Амалия задала еще несколько вопросов по поводу Жана Майена, шофера Лили и других, кто присутствовал в замке, но о них Ева почти ничего не знала.
– Вам известно, что после смерти Лили все состояние, которое она унаследовала от мужа, на довольно-таки шатких основаниях отошло его братьям?
– Да, я слышала об этом от Леона.
– Кто это?
– Леон Жерве, знаменитый актер. Он и Лили собирались пожениться, но не успели, потому что ее не стало.
– Так у нее имелся еще и жених? А почему его не было в замке?
– Потому что его призвали на войну, – ответила Ева, пожимая плечами. – Лили, конечно, ему как-то помогла устроиться… я хочу сказать, не на передовой. Леон еще смеялся, что его назначили при каком-то штабе переводчиком с английского, а он по-английски знал только «I love you» и «Goodbye» [5] . Когда Лили погибла, Леон был вне себя. Он считал, что ее прикончил Лами, и понятно, почему ему удалось замять дело – у него же куча денег. Но потом, когда стало известно, кому досталось наследство Лили, Леон сказал, что, наверное, это Делотры постарались…
5
«Я тебя люблю», «Прощай» (англ.).
– А вы сами что думаете?
– Я уже сказала вам, – тихо проговорила Ева. – Я ее терпеть не могла, но в одном я уверена – она в любых обстоятельствах сумела бы за себя постоять. Может быть, она допустила какую-то ошибку, которая ее погубила, – не знаю…
Ангел Боттичелли двусмысленно улыбался со стены. Ева страдальчески поморщилась и отвернулась. «Поскорее бы она ушла, – мелькнуло у нее в голове, – и я выброшусь из окна». Именно об окне были все ее мысли до того, как на пороге появилась Амалия.

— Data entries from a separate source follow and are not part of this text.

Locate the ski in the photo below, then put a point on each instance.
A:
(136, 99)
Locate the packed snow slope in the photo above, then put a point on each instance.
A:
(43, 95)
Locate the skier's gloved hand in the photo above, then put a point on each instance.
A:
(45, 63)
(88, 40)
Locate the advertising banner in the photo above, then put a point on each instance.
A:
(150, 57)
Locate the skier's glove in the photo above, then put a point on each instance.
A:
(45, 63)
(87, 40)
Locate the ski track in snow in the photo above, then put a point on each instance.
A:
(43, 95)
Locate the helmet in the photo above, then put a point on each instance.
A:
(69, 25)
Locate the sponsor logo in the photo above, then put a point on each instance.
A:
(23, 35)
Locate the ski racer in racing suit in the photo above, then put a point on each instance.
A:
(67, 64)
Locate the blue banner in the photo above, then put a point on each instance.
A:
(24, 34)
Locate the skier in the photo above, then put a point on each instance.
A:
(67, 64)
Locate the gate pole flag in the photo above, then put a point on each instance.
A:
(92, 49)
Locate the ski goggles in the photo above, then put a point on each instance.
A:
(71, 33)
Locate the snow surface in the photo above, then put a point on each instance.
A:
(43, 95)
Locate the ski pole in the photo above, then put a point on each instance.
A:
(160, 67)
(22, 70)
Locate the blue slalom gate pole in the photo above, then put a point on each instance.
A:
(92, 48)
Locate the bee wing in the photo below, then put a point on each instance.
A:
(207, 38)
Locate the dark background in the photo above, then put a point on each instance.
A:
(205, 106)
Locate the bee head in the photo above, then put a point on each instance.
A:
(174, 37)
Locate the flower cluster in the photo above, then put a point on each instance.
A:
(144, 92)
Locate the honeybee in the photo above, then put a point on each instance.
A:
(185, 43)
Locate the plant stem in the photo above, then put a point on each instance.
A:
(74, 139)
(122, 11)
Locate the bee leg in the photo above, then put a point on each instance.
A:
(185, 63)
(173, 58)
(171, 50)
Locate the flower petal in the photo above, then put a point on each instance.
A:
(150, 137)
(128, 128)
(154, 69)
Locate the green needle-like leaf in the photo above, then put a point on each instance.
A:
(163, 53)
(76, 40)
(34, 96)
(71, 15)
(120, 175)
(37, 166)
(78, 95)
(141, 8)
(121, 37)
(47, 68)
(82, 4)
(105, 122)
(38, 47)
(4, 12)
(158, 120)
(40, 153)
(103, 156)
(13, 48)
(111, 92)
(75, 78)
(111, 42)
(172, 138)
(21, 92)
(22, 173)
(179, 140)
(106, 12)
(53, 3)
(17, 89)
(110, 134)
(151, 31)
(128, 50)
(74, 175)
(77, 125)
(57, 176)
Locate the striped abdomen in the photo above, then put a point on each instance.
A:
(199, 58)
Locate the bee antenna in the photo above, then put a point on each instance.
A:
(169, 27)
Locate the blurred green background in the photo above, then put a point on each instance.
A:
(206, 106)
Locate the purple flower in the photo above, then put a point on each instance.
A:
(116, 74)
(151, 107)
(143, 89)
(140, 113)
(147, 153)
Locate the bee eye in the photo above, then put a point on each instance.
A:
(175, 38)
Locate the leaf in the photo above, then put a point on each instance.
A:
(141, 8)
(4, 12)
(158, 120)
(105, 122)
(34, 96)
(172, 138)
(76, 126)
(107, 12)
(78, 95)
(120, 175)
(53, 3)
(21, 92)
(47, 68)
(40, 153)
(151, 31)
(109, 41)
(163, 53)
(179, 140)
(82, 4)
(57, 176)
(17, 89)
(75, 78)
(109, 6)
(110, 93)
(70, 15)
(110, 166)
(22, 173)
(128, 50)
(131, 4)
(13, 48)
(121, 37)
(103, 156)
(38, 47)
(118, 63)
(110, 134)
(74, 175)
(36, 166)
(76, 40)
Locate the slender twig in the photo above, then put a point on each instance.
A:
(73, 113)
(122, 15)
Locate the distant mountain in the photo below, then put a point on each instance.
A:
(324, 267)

– Что это могла быть за ошибка? – Ева даже вздрогнула, когда услышала голос собеседницы.
– Не знаю, говорю я вам. Не знаю…
Сестра Франсуаза вернется только в два часа, я хорошо ее изучила. Сейчас эта странная дама встанет и уйдет, значит, у меня будет достаточно времени, чтобы добраться до окна и броситься вниз…
– Спасибо, – сказала Амалия, – вы мне очень помогли. Так вы договоритесь насчет книг? Некоторые из них довольно красивые, и мне не хотелось бы, чтобы они пропали.